- Native to: Benin
- Native speakers: 400,000 (2002–2006)
- Language family: Niger–Congo? Atlantic–CongoVolta–NigerGbePhla–Pherá?Ayizo Kotafon Gbesi; ; ; ; ;

Language codes
- ISO 639-3: Variously: ayb – Ayizo kqk – Kotafon gbs – Gbesi
- Glottolog: ayiz1245 Ayizo kota1272 Kotafon gbes1238 Gbesi

= Ayizo language =

Language group of Benin

The Ayizo languages (Ayizɔ) are Gbe languages spoken in Benin.

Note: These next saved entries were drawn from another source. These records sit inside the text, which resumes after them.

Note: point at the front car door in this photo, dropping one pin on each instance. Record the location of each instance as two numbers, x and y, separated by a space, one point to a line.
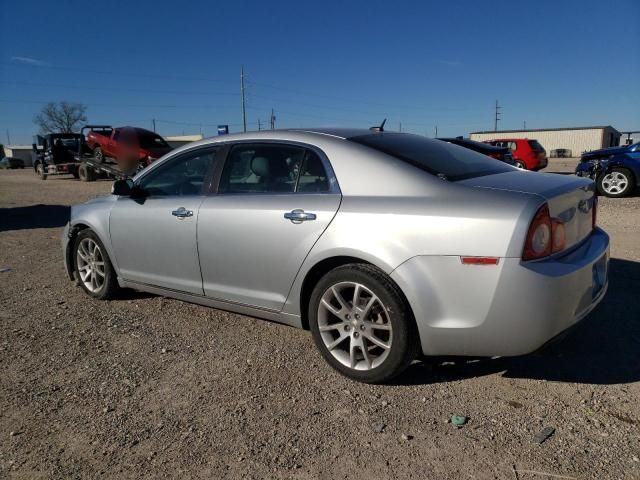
154 234
273 202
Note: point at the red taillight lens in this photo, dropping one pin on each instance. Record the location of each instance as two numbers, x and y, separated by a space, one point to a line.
546 235
538 243
559 236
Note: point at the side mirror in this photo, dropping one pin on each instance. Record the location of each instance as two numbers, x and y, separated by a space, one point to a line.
122 188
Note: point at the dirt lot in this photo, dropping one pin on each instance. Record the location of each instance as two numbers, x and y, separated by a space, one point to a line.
147 387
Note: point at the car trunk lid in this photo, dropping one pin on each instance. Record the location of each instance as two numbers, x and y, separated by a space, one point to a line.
570 199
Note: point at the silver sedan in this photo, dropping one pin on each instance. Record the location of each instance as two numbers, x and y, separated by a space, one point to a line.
385 245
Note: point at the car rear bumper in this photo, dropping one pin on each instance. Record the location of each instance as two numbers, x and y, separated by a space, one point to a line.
508 309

They are Ayizo, Kotafon, and Gbesi.

== Distribution ==
The Ayizo languages are spoken in Benin across and near the Mono River, in the Departments of Atlantique, Kouffo, Mono, Oueme, and parts of the Zou Department.

== Classification ==
The Ayizo languages are classified in the Phla–Phera languages, a group of the Gbe languages.
The Ayizo languages are:
- Ayizo
- Kotafon
- Gbesi
The Saxwe language was previously classified as an Ayizo language.

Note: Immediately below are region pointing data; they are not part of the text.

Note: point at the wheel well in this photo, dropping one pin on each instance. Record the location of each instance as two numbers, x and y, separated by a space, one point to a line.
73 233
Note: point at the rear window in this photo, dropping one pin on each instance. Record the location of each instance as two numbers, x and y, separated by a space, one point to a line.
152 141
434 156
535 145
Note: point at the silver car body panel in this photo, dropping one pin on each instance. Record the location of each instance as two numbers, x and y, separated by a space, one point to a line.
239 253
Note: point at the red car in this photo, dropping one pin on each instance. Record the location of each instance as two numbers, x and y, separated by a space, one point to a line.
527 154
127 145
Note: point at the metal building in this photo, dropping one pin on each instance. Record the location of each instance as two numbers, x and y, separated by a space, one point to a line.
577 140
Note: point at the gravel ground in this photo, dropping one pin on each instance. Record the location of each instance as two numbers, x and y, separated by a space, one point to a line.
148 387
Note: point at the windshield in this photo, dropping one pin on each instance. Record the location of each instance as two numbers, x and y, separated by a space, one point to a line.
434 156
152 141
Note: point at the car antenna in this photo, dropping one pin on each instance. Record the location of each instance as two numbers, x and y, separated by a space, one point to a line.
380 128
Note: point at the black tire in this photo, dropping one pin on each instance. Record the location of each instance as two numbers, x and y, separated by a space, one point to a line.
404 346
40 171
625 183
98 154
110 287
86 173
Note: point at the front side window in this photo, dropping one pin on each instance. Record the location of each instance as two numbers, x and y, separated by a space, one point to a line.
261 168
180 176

Additionally, the Ayizo languages can also be known as the Ayizo–Kotafon–Gbesi languages to distinguish it with the Ayizo language proper.

== Orthography ==
The Ayizo alphabet is based on the Latin alphabet, with the addition of the letters Ɖ/ɖ, Ɛ/ɛ, and Ɔ/ɔ, and the digraphs gb, hw, kp, ny, and xw.

Ayizo alphabet
a; b; c; d; ɖ; e; ɛ; f; g; gb; h; hw; i; j; k; kp; l; m; n; ny; o; ɔ; p; r; s; t; u; v; w; x; xw; y; z
Sound (IPA): a; b; t͡ɕ; d; ɖ; e; ɛ; f; ɡ; ɡb; ɣ; ɣʷ; i; d͡ʑ; k; kp; l; m; n; ɲ; o; ɔ; p; r; s; t; u; v; w; x; xʷ; j; z

=== Tone marking ===
Tones are marked as follows:

- Acute accent marks the rising tone: xó, dó
- Grave accent marks the falling tone: ɖò, akpàkpà
- Caron marks falling and rising tone: bǔ, bǐ
- Circumflex accent marks the rising and falling tone: côfù
- Macron marks the neutral tone: kān

Tones are fully marked in reference books, but not always marked in other writing. The tone marking is phonemic, and the actual pronunciation may be different according to the syllable's environment.